One of the initial tasks we completed for P.S. Our Beaches, was creating a survey to gather information around the locations, concerns and actions taking place with a focus on beach pollution.

This data has, and is continuing to help us out immensely with our research and sub projects – so thank you to all who took part!

These graphs showcase the results we gathered. From this we derived that New Brighton and Sumner Beaches were the outright most popular beaches, hence our focus has been centred in this direction.

 

We also found that over 40% of respondents were ‘4. Mostly Concerned’ about pollution however this didn’t correlate to how severe they saw the visible pollution problem was, with most people considering it as a minor or reasonable issue. It is important to note however, that some pollution like micro plastic beads are also a threat despite not being considered as visible pollution.

 

 

In terms of the types of pollution people were noticing, bottles and cans were most common, closely followed by general plastic, plastic bags and wrappings. What this showed us is that there’s a big range and relatively even distribution of pollution types in and around our beaches. It was also interesting to note our respondents’ thoughts on rubbish bins. A recurring theme in responses was that the number of rubbish bins near beaches is very limited, and the ones that are there are often overflowing, especially in Summer.

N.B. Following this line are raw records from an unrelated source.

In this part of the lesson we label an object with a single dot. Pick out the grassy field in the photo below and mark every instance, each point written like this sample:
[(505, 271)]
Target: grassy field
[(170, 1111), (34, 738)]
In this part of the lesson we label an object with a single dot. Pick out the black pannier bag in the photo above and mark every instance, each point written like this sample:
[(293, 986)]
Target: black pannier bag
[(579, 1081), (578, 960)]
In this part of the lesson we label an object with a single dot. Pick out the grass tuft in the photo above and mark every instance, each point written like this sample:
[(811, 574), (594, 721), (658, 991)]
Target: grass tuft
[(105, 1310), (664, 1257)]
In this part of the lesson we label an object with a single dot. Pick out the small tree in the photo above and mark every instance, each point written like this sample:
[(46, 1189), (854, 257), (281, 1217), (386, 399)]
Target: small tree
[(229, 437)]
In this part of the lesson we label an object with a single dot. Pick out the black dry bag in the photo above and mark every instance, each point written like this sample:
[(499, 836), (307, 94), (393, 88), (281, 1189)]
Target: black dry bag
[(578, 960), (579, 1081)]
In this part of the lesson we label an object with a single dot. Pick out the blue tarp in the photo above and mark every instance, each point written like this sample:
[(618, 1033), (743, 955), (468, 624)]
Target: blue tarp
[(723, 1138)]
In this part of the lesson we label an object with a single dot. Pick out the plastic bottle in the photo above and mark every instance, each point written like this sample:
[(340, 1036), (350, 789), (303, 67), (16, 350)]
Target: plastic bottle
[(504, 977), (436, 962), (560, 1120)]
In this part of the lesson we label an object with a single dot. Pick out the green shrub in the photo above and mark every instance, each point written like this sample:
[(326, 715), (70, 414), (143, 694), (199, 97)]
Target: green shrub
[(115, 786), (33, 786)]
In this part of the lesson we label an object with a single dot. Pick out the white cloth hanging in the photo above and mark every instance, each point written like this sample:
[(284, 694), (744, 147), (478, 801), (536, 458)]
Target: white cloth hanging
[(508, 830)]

Despite any difficulty there may be to keep on top of emptying the bins, the general consensus was that people should be expected to put rubbish back in their bags to take home therefore negating the need for the bins and the collections at all.

Last of all, we were pleased to see that 86% of respondents dispose of rubbish in appropriate bins, though people bringing their own bags to supermarkets and stopping their use of bottled water was still low (27% and 23% respectively). This aspect of the survey was probably of the greatest importance to us, as we aim to spread awareness around the impacts of ocean pollution.

 

Thank you to the Burnside High School students for completing this survey! It was great to have such a substantial sample size with some weighty data coming from the survey!